Scientific name: Phoca vitulina.
Common seals can grow between 1.2 meters to 1.6 meters. The main distinguishing features are they have a shorter, blunter head, “v” shaped nostrils, and a short body and flippers. Their fur colour varies between blonde to black, but they are normally grey with dark spots. Common seals also have long whiskers on the side of their face.
Habitat and distribution
Common seals are found around the coasts of Scotland, Northern Ireland, and Eastern Scotland. They are often seen resting on rocky shores, sandy beaches and mud flats, are known to swim upstream into large rivers and estuaries when in pursuit of prey.

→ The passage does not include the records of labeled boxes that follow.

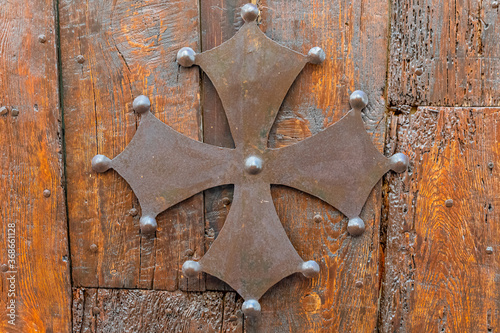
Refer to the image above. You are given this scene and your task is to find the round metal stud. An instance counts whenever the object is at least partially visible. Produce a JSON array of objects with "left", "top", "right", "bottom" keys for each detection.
[
  {"left": 92, "top": 155, "right": 111, "bottom": 172},
  {"left": 389, "top": 153, "right": 410, "bottom": 173},
  {"left": 347, "top": 216, "right": 365, "bottom": 237},
  {"left": 300, "top": 260, "right": 319, "bottom": 278},
  {"left": 241, "top": 299, "right": 261, "bottom": 317},
  {"left": 241, "top": 3, "right": 259, "bottom": 22},
  {"left": 307, "top": 46, "right": 326, "bottom": 65},
  {"left": 139, "top": 215, "right": 158, "bottom": 235},
  {"left": 132, "top": 95, "right": 151, "bottom": 114},
  {"left": 245, "top": 156, "right": 262, "bottom": 175},
  {"left": 177, "top": 47, "right": 196, "bottom": 67},
  {"left": 182, "top": 260, "right": 201, "bottom": 278},
  {"left": 349, "top": 90, "right": 368, "bottom": 110}
]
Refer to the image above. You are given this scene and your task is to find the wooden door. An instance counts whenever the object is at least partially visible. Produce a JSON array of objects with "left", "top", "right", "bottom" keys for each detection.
[{"left": 0, "top": 0, "right": 500, "bottom": 332}]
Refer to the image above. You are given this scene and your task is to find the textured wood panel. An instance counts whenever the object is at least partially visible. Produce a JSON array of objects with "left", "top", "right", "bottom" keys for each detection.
[
  {"left": 201, "top": 1, "right": 388, "bottom": 332},
  {"left": 73, "top": 288, "right": 243, "bottom": 333},
  {"left": 59, "top": 0, "right": 204, "bottom": 290},
  {"left": 388, "top": 0, "right": 500, "bottom": 106},
  {"left": 380, "top": 107, "right": 500, "bottom": 332},
  {"left": 0, "top": 0, "right": 71, "bottom": 332}
]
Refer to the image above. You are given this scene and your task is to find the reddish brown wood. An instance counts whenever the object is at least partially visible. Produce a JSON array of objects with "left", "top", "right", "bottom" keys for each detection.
[
  {"left": 59, "top": 0, "right": 204, "bottom": 290},
  {"left": 388, "top": 0, "right": 500, "bottom": 106},
  {"left": 380, "top": 107, "right": 500, "bottom": 332},
  {"left": 0, "top": 0, "right": 71, "bottom": 332},
  {"left": 73, "top": 288, "right": 243, "bottom": 333}
]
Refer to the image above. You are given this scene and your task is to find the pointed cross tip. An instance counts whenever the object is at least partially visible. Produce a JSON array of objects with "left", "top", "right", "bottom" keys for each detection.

When out of the water, they are sometime seen holding their body in a curved position. Common seals can spend several days out at sea, staying underwater for up to 10 minutes and diving to depths of at least 50 meters. These seals are solitary animals, and only come together for breeding.
Confusion with other species
Common seals can be mistaken with Grey seals. Grey seals are larger animals, and their muzzle is long and straight, resembling a dog.
In the Shetland Isles, seal pups were hunted for their skin, but this was banned in the 1970s, and continue to receive protection. However, if the fishermen have a license, they can kill them if they are causing damage to fishing gear or taking fish out of nets.
Common seals often become entangled in litter, including fishing gear. Other threats to common seals being stricken by ships, which can often cause injury, as well as habitat degradation.
After a few hours, the pups can swim and dive in the ocean.